The concept of rebalancing is fundamental to Kafka's consumer group architecture. When a consumer group is created, the group coordinator assigns partitions to each consumer in the group. Each consumer is responsible for consuming data from its assigned partitions. However, as consumers join or leave the group or new partitions are added to a topic, the partition assignments become unbalanced. This is where rebalancing comes into play[1].
How relalance works
Kafka provides several partition assignment strategies to determine how partitions are assigned during a rebalance and is called an “assignor”. The default partition assignment strategy is round-robin, where Kafka assigns partitions to consumers one after another.

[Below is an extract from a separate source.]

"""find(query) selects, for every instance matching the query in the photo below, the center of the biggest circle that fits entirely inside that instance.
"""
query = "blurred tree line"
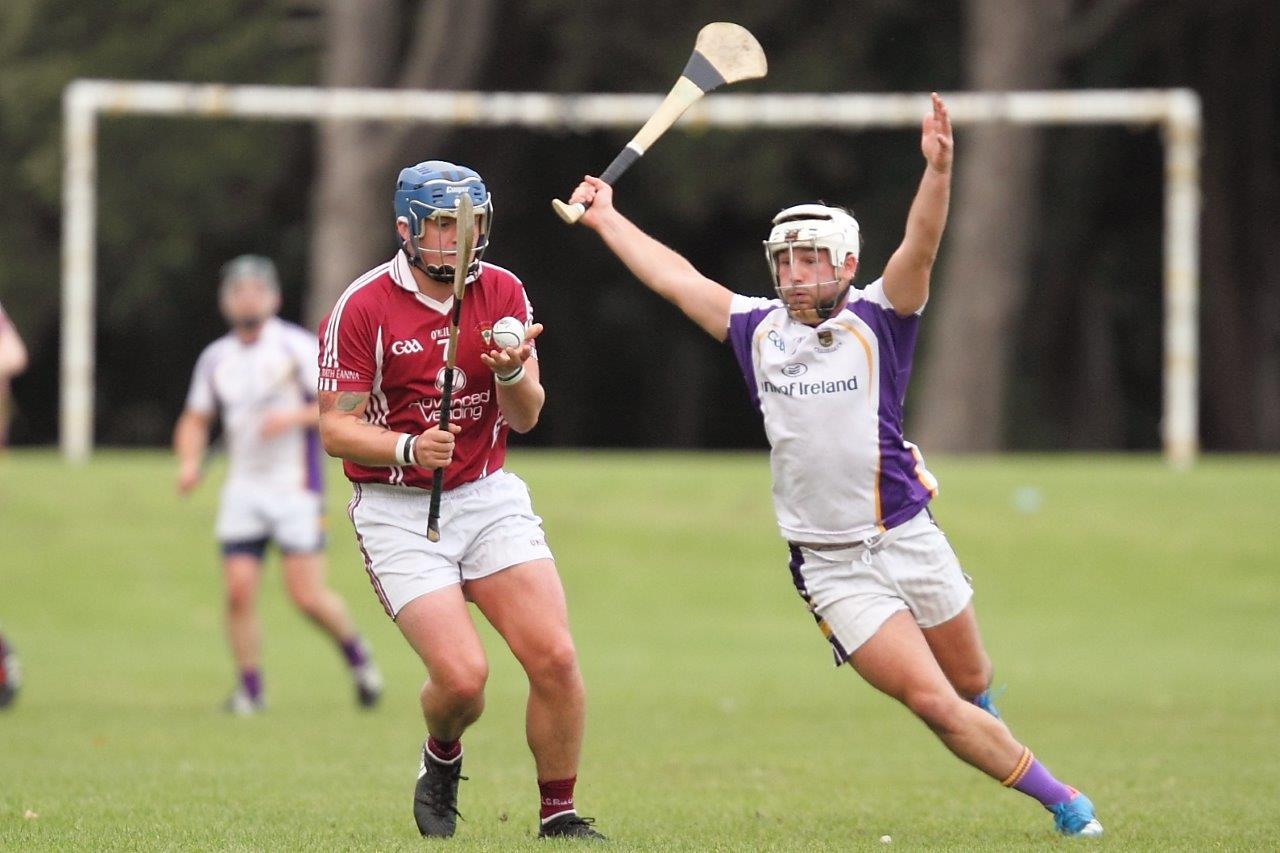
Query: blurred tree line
(1045, 328)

However, Kafka also provides “range” and “cooperative sticky” assignment strategies, which may be more appropriate for specific use cases.
When a rebalance occurs:
- Kafka notifies each consumer in the group by sending a GroupCoordinator message.

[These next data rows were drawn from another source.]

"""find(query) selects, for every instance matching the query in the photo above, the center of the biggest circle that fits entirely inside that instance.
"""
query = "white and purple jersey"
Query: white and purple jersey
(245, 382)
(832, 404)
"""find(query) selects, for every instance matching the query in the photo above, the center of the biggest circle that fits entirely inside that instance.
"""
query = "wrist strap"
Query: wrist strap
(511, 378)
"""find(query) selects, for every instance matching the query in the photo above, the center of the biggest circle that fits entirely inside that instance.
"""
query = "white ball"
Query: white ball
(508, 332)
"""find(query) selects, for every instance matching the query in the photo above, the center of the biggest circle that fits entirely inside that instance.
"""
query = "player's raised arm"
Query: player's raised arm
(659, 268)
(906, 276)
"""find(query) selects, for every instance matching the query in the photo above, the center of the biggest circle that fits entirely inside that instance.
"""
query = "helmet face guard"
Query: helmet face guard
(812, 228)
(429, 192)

- Each consumer then responds with a JoinGroup message, indicating its willingness to participate in the rebalance.
- Kafka then uses the selected partition assignment strategy to assign partitions to each consumer in the group.

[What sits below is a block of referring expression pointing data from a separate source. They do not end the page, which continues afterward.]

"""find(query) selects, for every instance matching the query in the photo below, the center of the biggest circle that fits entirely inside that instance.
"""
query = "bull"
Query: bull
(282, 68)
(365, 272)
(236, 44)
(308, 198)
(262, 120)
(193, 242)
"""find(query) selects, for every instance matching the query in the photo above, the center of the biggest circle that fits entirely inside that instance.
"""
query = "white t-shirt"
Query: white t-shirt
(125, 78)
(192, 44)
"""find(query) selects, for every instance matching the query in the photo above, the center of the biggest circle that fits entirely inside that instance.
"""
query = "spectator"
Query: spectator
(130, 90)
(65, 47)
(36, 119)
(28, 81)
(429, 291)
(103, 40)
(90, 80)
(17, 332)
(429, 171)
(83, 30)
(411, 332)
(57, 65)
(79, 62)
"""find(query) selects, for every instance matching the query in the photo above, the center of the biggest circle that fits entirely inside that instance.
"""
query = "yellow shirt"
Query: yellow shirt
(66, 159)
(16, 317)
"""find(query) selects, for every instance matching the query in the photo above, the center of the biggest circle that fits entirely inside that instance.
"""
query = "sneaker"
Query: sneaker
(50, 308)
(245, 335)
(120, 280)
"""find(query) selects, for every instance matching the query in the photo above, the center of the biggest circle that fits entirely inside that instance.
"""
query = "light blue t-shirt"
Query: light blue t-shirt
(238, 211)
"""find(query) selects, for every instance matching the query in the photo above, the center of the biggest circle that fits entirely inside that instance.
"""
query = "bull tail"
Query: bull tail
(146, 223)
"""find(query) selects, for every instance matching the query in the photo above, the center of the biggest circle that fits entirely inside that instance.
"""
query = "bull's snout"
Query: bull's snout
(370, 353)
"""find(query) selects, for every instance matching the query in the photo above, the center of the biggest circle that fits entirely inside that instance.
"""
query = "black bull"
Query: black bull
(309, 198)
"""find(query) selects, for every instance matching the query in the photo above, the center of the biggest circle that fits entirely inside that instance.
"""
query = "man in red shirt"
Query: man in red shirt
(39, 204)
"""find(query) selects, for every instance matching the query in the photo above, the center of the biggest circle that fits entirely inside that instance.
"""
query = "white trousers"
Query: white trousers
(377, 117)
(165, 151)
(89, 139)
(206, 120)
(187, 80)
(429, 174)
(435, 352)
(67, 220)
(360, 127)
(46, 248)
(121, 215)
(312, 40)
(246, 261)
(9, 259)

During a rebalance, Kafka may need to pause data consumption temporarily. This is necessary to ensure all consumers have an up-to-date view of the partition assignments before re-consuming data.
When rebalance happens
- Consumer joins or leaves
- Temporary consumer failure
- Consumer idle for too long
- Topic partitions added
Side effects of Kafka rebalancing
- Increased latency
- Reduced throughput
- Increased resource usage
- Potential data duplication and loss
- Increased complexity
Kafka rebalancing may result in significant data duplication (40% or more in some cases) adding to throughput and cost issues. In rare cases, Kafka rebalancing leads to data loss if improperly handled. For example, a consumer leaves a consumer group while it still has unprocessed messages. Those messages may be lost once the rebalancing process begins. To prevent data loss, it is essential to ensure messages are properly committed to Kafka and that all consumers regularly participate in rebalancing.